After that last demoralizing landing, Nick hurried over and looked down at me with a seriously concerned, somewhat puzzled expression. He held out his hand and said, “Do you need some help getting up, Mom?” I was touched by his thoughtfulness – imagine, his 40 pounds pulling up my, well, lots more pounds -but was overcome by the realization that what I had feared was true: I’m not 18 anymore (or 20 or 25 or even – gasp! 30!), and I just couldn’t play the way I used to.
With very little grace I rolled over and pulled myself up; my neck ached and I winced as the curvature of my spine realigned itself. Apparently, Nick too was becoming familiar with my expression and posture. “Come on Elena,” he said to his sister. “Mom’s going to let us watch some TV now.”
At that time in their lives, our kids’ favourite type of play involved the whole family engaged in all-out, no-holds-barred wrestling brawls. That might not have been so bad, except that the entertainment value depended on how quickly and thoroughly mom and/or dad become twisted, tangled and injured on the floor.

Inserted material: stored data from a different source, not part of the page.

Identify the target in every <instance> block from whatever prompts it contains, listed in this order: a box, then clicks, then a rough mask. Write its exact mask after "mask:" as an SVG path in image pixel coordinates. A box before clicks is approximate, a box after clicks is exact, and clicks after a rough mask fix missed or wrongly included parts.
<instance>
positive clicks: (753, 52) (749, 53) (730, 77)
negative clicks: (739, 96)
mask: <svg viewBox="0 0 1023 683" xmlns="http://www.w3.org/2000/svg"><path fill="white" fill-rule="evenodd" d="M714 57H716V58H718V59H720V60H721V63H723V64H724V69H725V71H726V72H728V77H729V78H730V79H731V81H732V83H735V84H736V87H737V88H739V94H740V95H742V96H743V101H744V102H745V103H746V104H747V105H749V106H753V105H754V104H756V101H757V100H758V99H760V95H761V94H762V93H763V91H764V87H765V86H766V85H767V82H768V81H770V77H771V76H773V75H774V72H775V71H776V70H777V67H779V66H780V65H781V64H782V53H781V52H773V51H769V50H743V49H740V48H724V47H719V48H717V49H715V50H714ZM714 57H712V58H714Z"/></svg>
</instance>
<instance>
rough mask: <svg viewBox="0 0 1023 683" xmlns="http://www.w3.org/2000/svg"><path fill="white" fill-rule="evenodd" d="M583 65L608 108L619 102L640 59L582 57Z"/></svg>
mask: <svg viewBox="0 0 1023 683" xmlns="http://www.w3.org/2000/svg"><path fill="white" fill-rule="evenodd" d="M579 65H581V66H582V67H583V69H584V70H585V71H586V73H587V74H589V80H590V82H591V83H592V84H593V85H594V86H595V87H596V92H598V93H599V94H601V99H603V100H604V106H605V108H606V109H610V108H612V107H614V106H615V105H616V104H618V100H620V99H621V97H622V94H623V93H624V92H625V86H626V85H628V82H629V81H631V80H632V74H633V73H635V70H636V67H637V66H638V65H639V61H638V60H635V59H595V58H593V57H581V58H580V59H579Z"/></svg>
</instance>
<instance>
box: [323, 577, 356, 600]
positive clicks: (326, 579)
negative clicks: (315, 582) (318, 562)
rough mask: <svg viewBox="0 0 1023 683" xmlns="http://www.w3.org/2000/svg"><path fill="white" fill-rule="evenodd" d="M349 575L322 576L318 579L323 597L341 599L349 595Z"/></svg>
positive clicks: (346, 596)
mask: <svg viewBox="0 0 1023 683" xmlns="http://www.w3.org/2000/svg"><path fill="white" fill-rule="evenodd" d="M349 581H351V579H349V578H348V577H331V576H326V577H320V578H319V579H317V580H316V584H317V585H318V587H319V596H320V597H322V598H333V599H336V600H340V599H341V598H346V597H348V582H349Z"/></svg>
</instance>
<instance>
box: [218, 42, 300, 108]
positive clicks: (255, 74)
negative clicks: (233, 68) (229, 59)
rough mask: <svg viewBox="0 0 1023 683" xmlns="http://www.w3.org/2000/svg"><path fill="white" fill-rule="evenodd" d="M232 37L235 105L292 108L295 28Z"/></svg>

Although we were somewhat concerned that this amused our kids so, we often willingly participated because little else produced the sheer delight and unabashed, guttural laughter that amused us so.
However, after each wrestling match with our smaller than average kids, my husband and I needed a good couple of hours to recover during which time we first felt sorry for ourselves, and we then felt sorry for each other.
We would reminisce about the days when we were in much better shape, and recognized the cruel irony that surely, back then, we would have been far better able to hold our own with these two small, yet exceptionally strong children.
It was time to admit it: we were aging, and judging by our bodies’ reactions to these physically insulting incidents, we weren’t doing it well. Although the realization had been lurking for a while, my Moment Of Truth came as I lay in the snow that day. My husband wasn’t quite so lucky: he was high up in a tree cutting the gnarled, dead branches away. This seemingly simple task was going well until he realized that, after spending a great deal of energy to climb the tree, he was left with none for his decent. Nick, who had recently mastered the monkey bars, shouted advice and encouragement from the ground. Elena, who had been scaling the back of the couch, precariously teetering on the top, and sliding down the front, pointed toward the ground and said sternly, “Daddy down!”
And I, feeling completely sympathetic, hoped that there would be something on TV to lure the kids away from this potentially traumatic situation.
For my part, I had just assumed that the physical demands of caring for two small children would provide the fitness regime necessary to restore my aging body to its pre pregnancy physical condition. But I also believed that each time I gave my then two-year-old daughter grape juice in the living room, each time would be different from the last.
When it became painfully obvious that there were limits when playing with our kids we made some adjustments. When Nick would swing effortlessly across the monkey bars, and Elena would perform a nicely tucked summersault, we would dutifully assume the “spotter” position to ensure that each leap, climb or roll was safely executed.
And although we wistfully remember that we, too, were once able to leap, climb and roll, the memories are bittersweet: the pain and suffering we would now endure makes us reconsider our supervisory role as preferable, after all. Besides, somebody has to watch the kids.